Abstract Diagnostic uncertainty in patients presenting with right iliac fossa (RIF) pain to the Emergency Department (ED) is well established and multifactorial, leading to challenges in selecting the most appropriate specialty for initial referral. This study investigates local practice, which will form the basis for RIF pain pathway development. Methods We collected prospective data over one month for RIF pain presentations to our ED, with onward referral to General Surgery (December 2022 – January 2023). This included demographics, symptoms, appendicitis likelihood utilising validated scoring tools, investigations, management and final histology.

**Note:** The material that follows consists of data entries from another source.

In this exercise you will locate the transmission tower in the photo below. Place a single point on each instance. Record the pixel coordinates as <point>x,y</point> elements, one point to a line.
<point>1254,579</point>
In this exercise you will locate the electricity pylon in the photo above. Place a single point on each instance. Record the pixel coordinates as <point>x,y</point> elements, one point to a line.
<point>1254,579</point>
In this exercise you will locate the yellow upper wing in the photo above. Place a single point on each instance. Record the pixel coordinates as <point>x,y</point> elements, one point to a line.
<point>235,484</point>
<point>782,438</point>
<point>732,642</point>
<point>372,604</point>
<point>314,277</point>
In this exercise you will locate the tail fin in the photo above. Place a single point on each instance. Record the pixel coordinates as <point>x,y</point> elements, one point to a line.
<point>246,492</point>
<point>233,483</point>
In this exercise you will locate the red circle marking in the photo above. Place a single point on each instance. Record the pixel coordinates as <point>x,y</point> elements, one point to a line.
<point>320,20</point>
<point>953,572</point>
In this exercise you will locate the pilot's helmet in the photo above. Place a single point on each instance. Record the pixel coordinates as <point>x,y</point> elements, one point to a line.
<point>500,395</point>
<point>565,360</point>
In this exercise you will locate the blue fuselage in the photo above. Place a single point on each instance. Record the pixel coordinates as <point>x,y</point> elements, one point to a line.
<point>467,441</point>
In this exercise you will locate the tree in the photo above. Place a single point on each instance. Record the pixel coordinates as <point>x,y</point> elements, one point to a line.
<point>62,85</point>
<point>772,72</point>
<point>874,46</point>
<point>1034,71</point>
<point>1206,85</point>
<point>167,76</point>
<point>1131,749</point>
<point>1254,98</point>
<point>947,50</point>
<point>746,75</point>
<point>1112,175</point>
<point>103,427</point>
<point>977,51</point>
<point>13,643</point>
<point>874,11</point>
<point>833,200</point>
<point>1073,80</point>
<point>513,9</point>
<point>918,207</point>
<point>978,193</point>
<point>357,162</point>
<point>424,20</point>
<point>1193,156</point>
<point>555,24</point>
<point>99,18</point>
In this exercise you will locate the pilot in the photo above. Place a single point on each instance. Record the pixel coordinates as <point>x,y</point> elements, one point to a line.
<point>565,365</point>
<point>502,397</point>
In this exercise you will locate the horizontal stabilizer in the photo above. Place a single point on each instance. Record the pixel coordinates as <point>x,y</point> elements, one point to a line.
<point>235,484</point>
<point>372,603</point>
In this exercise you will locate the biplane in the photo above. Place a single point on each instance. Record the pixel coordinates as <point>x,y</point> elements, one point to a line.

The number of women undergoing gynaecological review was also assessed, as were negative laparoscopy rates. Results Data collection revealed 46 patients presented with RIF pain: 30(65%) female, median age 29(18-44), 16(35%) male median age 35(21-53.) Thirteen (28%) underwent diagnostic laparoscopy, two of which were negative, one male and one female. Ultrasound scan (USS) was conducted in 70% females, and 6% males; CT in 31% males, and 27% females. Gynaecology review & USS were conducted in 38% of women. Overall, 87% of women had imaging. Two women underwent a laparoscopy without imaging. Acute appendicitis was diagnosed definitively in 21%. Conclusions The majority of patients in this study were premenopausal women. This cohort poses a diagnostic challenge. Further data is required, with collection underway, to help understand the best way to manage these patients. The outcomes of our data collection highlight the need for a local right iliac fossa pathway to improve appropriate specialty referral, timely imaging, diagnostic certainty and avoidance of negative laparoscopy.